What was once a pillar of stability was suddenly increasingly fractured. I could no longer count on all of my favorite people to be available whenever I wanted them to be.
That said, each of us deeply cares about friendship and wanted (needed) to make it work. Through intentional conversation and planning, my friends and I were able to build new traditions to support the needs of our lives.
Here are a few tips to support friendships through life transitions:
Communicate openly and honestly about how you feel in the transition
Experiencing transitions in relationships can be challenging, especially if you’re not the person experiencing a transition. Be open with your friends about how you feel and communicate your needs with clarity and respect.
Set aside intentional time to spend together
When I moved out of my apartment that I shared with my friends to live with my now fiancé, I realized how much I missed being able to casually share meals or make weekend plans. To ensure we still had intentional time together, my former roommates and I began sharing Sunday night dinners and did our best to prioritize that commitment.
For the long-distance friend, start a letter-writing campaign
One difficult life change is when friends move away. To manage my post-undergraduate blues, I started passing a journal around my college friend group. Once one person writes in the journal, they pass it to the next person until the rotation is complete. It’s always an exciting day when I get the journal in the mail and can read the thoughtful comments of my friends.

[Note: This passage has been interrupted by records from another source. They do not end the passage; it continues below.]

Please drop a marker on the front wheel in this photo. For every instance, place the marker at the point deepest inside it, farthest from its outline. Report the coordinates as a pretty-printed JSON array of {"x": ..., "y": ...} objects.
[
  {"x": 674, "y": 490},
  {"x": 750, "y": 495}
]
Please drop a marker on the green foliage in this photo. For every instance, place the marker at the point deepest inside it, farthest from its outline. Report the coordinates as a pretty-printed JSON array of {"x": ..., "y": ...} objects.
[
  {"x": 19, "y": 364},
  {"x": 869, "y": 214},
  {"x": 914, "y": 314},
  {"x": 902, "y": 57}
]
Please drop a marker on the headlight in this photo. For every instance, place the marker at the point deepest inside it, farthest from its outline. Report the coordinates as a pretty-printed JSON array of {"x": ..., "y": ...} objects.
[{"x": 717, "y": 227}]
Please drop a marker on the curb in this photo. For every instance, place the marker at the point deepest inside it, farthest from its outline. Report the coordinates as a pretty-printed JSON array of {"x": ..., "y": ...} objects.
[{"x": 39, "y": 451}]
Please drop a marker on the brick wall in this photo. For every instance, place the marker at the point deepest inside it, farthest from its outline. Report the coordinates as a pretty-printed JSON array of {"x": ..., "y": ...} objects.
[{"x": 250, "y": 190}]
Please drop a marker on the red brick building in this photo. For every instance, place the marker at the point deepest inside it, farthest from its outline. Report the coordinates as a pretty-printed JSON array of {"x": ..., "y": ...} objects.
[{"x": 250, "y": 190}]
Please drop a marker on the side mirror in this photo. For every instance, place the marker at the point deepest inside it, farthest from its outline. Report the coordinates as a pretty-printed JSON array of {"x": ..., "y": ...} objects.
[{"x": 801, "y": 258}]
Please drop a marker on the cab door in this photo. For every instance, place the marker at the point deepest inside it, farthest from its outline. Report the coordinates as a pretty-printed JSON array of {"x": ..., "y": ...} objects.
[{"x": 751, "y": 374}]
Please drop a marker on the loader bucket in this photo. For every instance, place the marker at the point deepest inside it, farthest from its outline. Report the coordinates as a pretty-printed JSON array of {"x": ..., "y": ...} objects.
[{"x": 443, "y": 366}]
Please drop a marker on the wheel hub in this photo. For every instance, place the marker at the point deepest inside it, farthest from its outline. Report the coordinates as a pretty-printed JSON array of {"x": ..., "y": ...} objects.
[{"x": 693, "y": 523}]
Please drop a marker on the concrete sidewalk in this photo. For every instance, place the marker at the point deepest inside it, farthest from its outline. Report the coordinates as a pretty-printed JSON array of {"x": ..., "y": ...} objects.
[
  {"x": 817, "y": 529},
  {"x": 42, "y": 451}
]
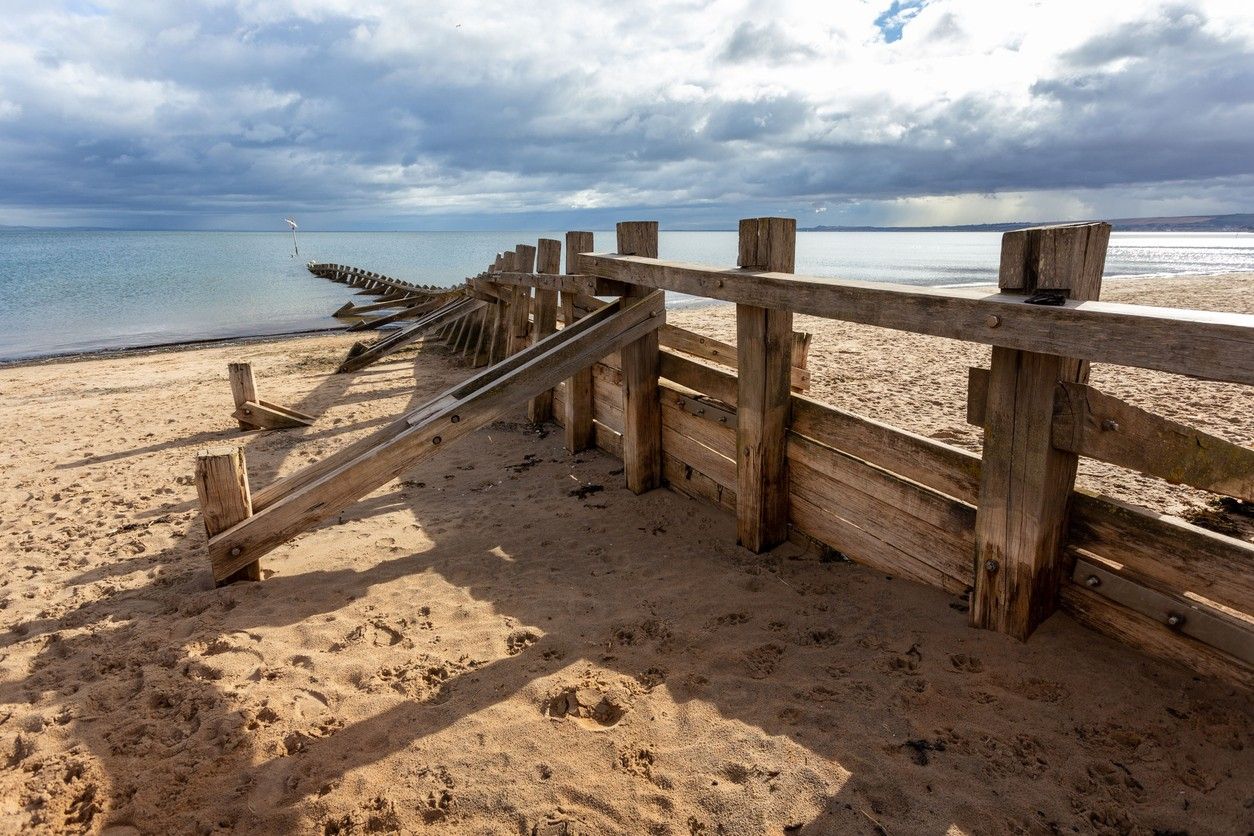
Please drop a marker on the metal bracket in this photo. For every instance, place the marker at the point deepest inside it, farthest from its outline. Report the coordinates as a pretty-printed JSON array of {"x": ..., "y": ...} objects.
[{"x": 1194, "y": 619}]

Follow through on commitments as often as you can
Life can get pretty busy sometimes, and evening activities can often feel like a chore. If you have plans with a friend, do what you can to follow through so you’re able to maintain your friendship. Flakiness can often lead to relational deterioration.
Trust that your friends are acting with good intentions
If your friend does something out of character that feels harmful, try to give them the benefit of the doubt until you’re able to talk to them. This person likely is someone who cares for you and hopefully wouldn’t want to cause harm. Giving someone grace and an open mind can be healing and can build a stronger bond.
The bottom line: Sometimes life transitions can put pressure on the strength of your friendship, but that pressure can make your bond stronger. Being present to friends through various life stages is sure to deepen those friendships for years to come.